Anoche empecé la terapia que me recomendó el entrenador con Asesino. Consiste en cabrearme cada vez que le vea coger su kit con la boca, decirle “¡asesino-no!” de una forma seca, poner cara de mala hostia señalando el armario del recibidor para que vuelva a dejarlo todo en su sitio y, en caso de que no reaccione, darle un toque de forma brusca en los cuartos traseros para que entienda que estoy enfadado.

Lo pasé putas. Tan putas que en realidad, no hice nada de lo que debía. En lugar de cabrearme, me puse nervioso. En lugar de “¡asesino-no!” dije “asesinocoñonomemiresasí”, en lugar de poner cara de mala hostia y señalar el armario, puse cara de nenaza compasiva y me señalé los pies (cortocircuito cerebral) y en lugar de darle un toque brusco en los cuartos traseros, le hice un cuchi con pucheros en los bigotes.
O sea… un éxito. Si me ve César Millán, directamente me escupe.
Qué desastre. Voy a ser un padre de mierda. Cuanto antes lo acepte, mejor. Estos días nos están enseñando el lenguaje de signos. Le voy a decir a la profesora que lo primero que necesito saber es “si quieres algo peligroso, mejor pídeselo al vasco.”
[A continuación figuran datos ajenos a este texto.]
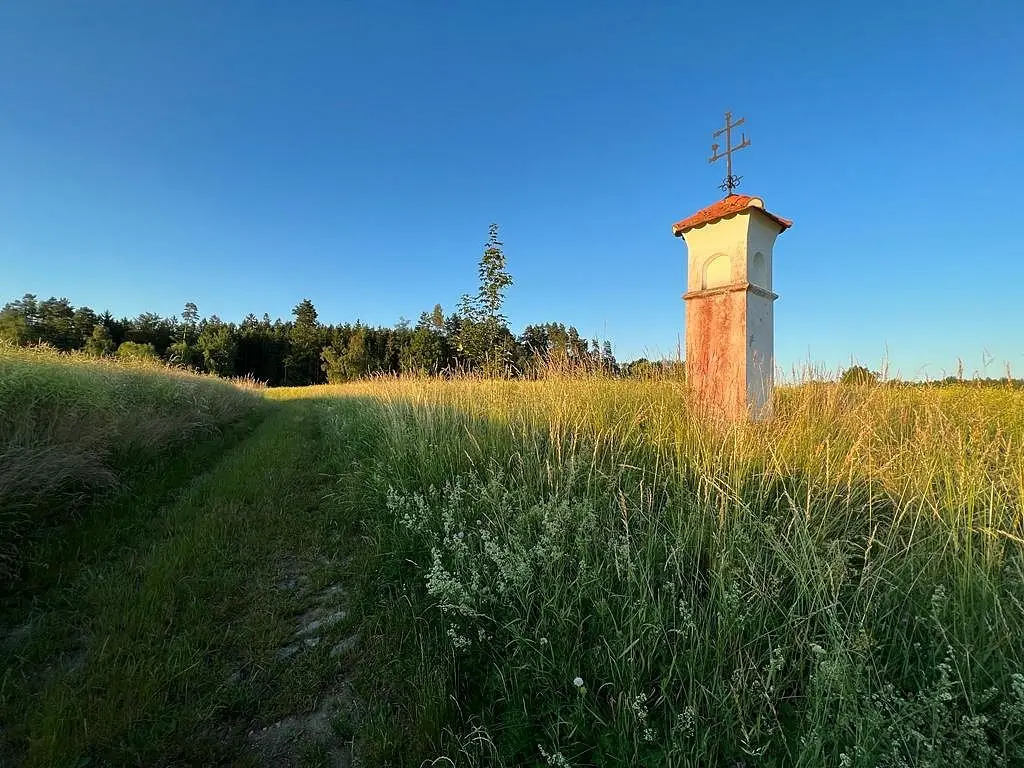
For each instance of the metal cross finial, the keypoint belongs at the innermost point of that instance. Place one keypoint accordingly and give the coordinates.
(730, 182)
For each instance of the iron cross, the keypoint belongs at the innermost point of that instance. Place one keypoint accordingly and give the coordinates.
(731, 182)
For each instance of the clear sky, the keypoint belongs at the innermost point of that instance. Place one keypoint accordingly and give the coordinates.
(246, 155)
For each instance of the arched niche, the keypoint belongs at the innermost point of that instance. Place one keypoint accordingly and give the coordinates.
(759, 270)
(717, 271)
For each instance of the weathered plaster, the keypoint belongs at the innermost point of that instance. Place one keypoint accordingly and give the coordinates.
(730, 355)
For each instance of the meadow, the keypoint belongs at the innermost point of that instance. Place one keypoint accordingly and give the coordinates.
(569, 571)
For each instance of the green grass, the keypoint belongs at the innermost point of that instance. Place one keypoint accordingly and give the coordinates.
(73, 428)
(843, 586)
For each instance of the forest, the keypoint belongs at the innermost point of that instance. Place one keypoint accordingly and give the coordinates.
(302, 350)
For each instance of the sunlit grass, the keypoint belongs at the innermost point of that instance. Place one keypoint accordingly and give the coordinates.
(70, 426)
(840, 586)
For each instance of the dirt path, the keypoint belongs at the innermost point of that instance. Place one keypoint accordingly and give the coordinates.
(212, 628)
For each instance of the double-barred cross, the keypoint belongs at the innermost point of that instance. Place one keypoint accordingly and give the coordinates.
(730, 182)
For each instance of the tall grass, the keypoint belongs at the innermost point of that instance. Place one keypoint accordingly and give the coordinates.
(581, 571)
(71, 426)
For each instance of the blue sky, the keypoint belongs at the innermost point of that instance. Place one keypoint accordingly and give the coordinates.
(245, 156)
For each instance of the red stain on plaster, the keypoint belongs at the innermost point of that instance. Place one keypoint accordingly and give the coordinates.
(716, 351)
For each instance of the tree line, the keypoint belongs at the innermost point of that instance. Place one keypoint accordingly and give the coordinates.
(303, 350)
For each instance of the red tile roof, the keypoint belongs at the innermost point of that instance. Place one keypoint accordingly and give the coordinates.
(730, 205)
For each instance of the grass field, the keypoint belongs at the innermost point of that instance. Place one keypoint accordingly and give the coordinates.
(569, 571)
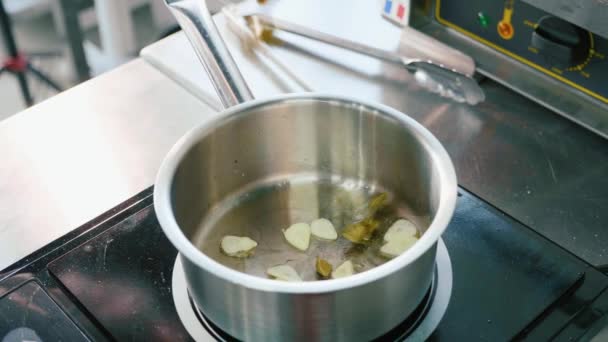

Esta mañana temprano nos ha llamado el jefe a Diosdado y a mí al despacho para decirnos que intentemos venir al trabajo con traje y corbata, para mantener la uniformidad del departamento. Diosdado se ha puesto cantidad de nervioso. Le ha dicho al jefe que él había venido muchas veces con traje (cosa que es cierta) y que sentía muchísimo haber bajado la guardia con respecto a la vestimenta (y eso que él por lo menos lleva zapatos y no gasta camisetas absurdas). Yo, como ya es la sexta vez que paso por lo mismo, no me he puesto nervioso, ni he dicho nada. Sólo he puesto mi habitual cara de “sí señor lo que usted diga”, para que mi jefe me dedicara la suya de “sé que esta vez tampoco me harás ni puto caso”, antes de que yo me despidiera con la mía de “si me da usted un plus salarial para trajes estoy dispuesto”, y él pusiera la suya de “el año que viene cuando te lo diga por séptima vez lo hablamos.”
La verdad es que la comunicación por signos sin signos entre mi jefe y yo ha funcionado siempre con una conductividad pasmosa.